I swallowed hard, remembering the strange voice I used to hear in my head when I was a teenager. He'd been quiet for the last few years, but the shift had brought him to the surface. While I was a wolf, that voice could only talk about one thing. He insisted Sebastian was my mate.

"What does your dad want with wolves?" I asked.

"I don't know," he said. "If I had to venture a guess, I'd say superhuman ability. Super soldiers."

I snorted. "Seriously? That's comic book stuff."

"My dad funds several 'comic book' research projects. He calls them something mundane, like 'clean energy initiative' or 'save the ocean gala,' but the money is all siphoned into clandestine laboratories in Russia."

I didn't know what to say to that. I'd studied everything I could about the Paska family fortune, but even I could tell they only shared what they wanted the public to know. I'd looked past it, thinking Mr. Paska was beyond reproach, and anything he hid must have good reason.

As a super fan, I'd been willfully na?ve. I didn't want to push my hero off his pedestal.
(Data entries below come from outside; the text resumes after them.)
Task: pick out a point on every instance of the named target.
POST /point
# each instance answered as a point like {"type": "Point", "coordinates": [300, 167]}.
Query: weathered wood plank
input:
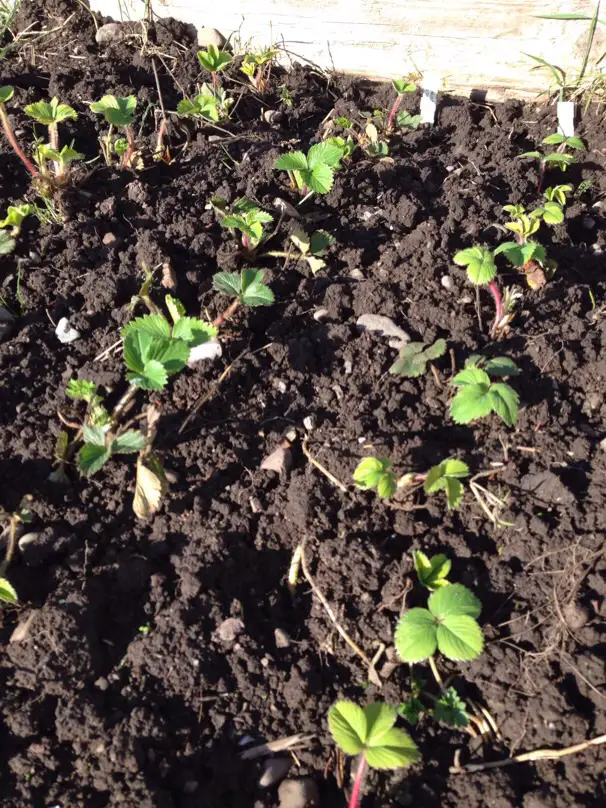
{"type": "Point", "coordinates": [471, 43]}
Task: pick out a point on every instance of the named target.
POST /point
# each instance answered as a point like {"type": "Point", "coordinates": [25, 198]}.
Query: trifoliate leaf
{"type": "Point", "coordinates": [375, 472]}
{"type": "Point", "coordinates": [8, 593]}
{"type": "Point", "coordinates": [459, 637]}
{"type": "Point", "coordinates": [451, 709]}
{"type": "Point", "coordinates": [292, 161]}
{"type": "Point", "coordinates": [505, 402]}
{"type": "Point", "coordinates": [454, 600]}
{"type": "Point", "coordinates": [432, 571]}
{"type": "Point", "coordinates": [94, 435]}
{"type": "Point", "coordinates": [128, 442]}
{"type": "Point", "coordinates": [416, 634]}
{"type": "Point", "coordinates": [91, 458]}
Now here I was, tearing down the statue I'd built, all on the word of a man I'd once loathed.

When we docked at the space station, the two-person crew seemed relieved. "We received a strange transmission from your headquarters, commanding us to refuse your request to dock for repairs."

"Thanks for disobeying the order." Sebastian rolled his eyes. "They must know what went wrong with the shuttle. We had no choice."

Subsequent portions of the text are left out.